Walsall were presented with a great opportunity to win when Dons' star striker Izale McLeod suffered a knee injury from an Anthony Gerrard tackle and had to go off in the 33rd minute.

"You've done your job, Merson," yelled one angry Milton Keynes fan, as though McLeod had been deliberately targeted for tough treatment.

But instead of changing the system and being more positive, the Saddlers continued with the unfamiliar formation and ultimately paid the penalty.

McLeod had shown why so many scouts were at the match to watch him when he escaped the legion of Walsall defenders to head in a cross from Trent McClenahan in the fifth minute.

Eight minutes later French midfielder Eric Skora took a neat pass from Jorge Leit?o, held off a challenge and equalised with his second goal in two games on loan from Preston, to equalise.

Four minutes into the second half Walsall should have been in front. Chris Westwood's shot was brilliantly parried by Matt Baker and the rebound fell neatly to defender Ian Roper who shot straight at the grounded keeper.

Then, in the 64th minute, Skora released Leit?o but, from near the penalty spot, the Portuguese battler drove the ball too close to Baker who saved again.

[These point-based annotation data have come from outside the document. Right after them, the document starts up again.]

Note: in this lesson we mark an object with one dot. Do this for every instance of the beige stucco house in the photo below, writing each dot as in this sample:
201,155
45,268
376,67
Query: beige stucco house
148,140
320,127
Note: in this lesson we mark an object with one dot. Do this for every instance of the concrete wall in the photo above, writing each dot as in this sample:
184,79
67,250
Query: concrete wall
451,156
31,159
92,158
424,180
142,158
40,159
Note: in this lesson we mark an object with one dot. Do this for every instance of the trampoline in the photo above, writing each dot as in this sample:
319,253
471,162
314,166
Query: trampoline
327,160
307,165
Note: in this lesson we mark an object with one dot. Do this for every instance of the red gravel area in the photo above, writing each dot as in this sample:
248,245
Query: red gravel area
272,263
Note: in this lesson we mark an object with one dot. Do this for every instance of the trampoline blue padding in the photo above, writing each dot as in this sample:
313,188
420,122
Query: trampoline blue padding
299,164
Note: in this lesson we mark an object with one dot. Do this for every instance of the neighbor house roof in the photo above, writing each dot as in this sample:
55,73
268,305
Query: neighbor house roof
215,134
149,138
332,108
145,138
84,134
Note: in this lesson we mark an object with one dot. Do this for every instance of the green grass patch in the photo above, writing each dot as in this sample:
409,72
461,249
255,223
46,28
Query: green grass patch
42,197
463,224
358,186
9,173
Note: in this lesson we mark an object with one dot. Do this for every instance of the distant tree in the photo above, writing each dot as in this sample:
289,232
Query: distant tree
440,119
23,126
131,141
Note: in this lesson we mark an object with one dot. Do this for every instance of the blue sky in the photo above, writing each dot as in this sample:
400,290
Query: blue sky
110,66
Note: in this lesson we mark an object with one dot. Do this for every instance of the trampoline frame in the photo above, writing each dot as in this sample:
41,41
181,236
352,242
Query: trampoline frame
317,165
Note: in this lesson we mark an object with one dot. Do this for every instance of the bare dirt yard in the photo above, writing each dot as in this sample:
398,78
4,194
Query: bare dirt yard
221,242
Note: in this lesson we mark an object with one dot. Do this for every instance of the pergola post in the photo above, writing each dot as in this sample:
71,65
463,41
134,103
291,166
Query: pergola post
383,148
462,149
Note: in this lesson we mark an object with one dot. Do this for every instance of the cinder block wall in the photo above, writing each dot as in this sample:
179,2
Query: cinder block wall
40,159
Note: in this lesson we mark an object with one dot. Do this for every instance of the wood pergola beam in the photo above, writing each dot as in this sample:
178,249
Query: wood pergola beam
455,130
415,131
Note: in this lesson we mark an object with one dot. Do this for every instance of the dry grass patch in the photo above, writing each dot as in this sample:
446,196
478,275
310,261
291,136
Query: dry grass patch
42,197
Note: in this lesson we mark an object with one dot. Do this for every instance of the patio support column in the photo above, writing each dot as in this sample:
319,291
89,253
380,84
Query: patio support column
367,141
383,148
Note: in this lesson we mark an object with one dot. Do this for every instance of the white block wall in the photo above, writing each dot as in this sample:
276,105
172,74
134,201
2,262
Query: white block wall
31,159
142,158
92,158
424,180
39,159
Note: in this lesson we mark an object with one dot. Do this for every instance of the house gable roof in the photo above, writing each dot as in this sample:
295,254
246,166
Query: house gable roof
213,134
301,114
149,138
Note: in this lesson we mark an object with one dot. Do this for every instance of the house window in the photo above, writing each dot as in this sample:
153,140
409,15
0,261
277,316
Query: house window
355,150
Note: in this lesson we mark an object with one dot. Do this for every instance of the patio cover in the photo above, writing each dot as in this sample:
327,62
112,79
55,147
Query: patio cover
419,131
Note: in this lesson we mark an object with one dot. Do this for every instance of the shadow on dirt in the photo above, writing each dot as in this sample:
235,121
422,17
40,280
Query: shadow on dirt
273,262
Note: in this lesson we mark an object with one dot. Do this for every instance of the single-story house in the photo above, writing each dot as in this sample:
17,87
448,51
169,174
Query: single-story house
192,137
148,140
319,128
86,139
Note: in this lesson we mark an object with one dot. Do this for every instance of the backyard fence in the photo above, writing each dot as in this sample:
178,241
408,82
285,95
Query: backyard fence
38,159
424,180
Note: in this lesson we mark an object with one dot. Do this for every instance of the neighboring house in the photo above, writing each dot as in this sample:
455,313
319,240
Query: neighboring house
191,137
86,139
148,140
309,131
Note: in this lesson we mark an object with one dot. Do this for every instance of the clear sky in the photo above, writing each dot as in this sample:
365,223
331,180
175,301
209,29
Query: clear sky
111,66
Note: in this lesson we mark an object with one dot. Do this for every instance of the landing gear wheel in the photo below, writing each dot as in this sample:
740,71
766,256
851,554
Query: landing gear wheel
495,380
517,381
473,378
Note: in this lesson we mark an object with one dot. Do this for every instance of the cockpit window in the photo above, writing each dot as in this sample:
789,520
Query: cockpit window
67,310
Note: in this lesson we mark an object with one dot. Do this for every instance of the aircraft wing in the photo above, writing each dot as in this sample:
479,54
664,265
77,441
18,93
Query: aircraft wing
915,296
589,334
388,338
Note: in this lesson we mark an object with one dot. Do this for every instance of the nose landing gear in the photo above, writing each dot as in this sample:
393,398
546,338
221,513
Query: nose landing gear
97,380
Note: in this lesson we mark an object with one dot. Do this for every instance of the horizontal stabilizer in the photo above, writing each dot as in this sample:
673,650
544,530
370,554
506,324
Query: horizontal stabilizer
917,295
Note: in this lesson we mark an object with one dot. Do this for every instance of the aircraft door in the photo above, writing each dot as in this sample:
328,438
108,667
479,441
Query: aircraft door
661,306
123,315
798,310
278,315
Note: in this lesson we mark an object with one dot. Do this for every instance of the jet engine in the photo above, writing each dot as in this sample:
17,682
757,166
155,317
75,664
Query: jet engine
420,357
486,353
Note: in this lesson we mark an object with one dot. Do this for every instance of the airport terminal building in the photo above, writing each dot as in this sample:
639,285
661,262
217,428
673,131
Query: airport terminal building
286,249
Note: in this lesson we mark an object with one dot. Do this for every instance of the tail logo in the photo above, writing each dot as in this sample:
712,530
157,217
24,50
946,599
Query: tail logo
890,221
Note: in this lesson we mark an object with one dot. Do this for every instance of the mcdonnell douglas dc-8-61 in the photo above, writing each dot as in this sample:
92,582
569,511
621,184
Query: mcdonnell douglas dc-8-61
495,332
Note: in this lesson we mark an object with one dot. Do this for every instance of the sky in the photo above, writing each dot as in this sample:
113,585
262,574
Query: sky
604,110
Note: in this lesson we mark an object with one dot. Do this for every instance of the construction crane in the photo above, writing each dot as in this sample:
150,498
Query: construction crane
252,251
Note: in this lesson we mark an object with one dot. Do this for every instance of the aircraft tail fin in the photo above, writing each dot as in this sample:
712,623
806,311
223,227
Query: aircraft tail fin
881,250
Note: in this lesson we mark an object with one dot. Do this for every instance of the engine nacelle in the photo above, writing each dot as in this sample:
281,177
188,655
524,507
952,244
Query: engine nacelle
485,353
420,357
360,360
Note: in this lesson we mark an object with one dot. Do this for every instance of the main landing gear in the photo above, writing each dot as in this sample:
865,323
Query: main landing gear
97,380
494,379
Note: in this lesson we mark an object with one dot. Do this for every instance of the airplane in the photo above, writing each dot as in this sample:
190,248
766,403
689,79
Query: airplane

You could see what was coming. With seven minutes left a foul by Gerrard outside the peanlty area proved costly. Gareth Edds hammered a low free kick through the defensive wall and, although the diving Joe Murphy saved it, he allowed the ball to slip from his grasp for Aaron Wilbraham to slide into the net.

Murphy, who has just signed an extended loan deal from Sunderland which means he will stay for another two months, apologised to his manager for that slip. Asked if he was happy with the system used, Merson said: "We came here first and foremost not to get beat, and we thought if we counterattacked and played that way we would frustrate them.

"I thought it worked perfectly and we kept them to long-range shots while we had clear-cut chances. But we have got to score. Even Danny Wilson (the Dons' manager) said to us 'How did you lose that?'"

Wilson told me: "They came with a 5-4-1 formation and they came not to be beaten. They are capable of scoring in counter-attacks. Paul Merson will say they had two bad misses but I saw them as two great saves, and I think we deserved that bit of luck".

In tomorrow night's home LDV Trophy match with Bournemouth, Walsall can recall right-back Craig Pead after a three- match suspension.

James Constable, the 21-year-old striker signed on loan from Chippenham Town, will be involved, probably as one of the substitutes.Only two goals have been scored by recognised strikers in the last eight league games, a worrying trend that needs arresting.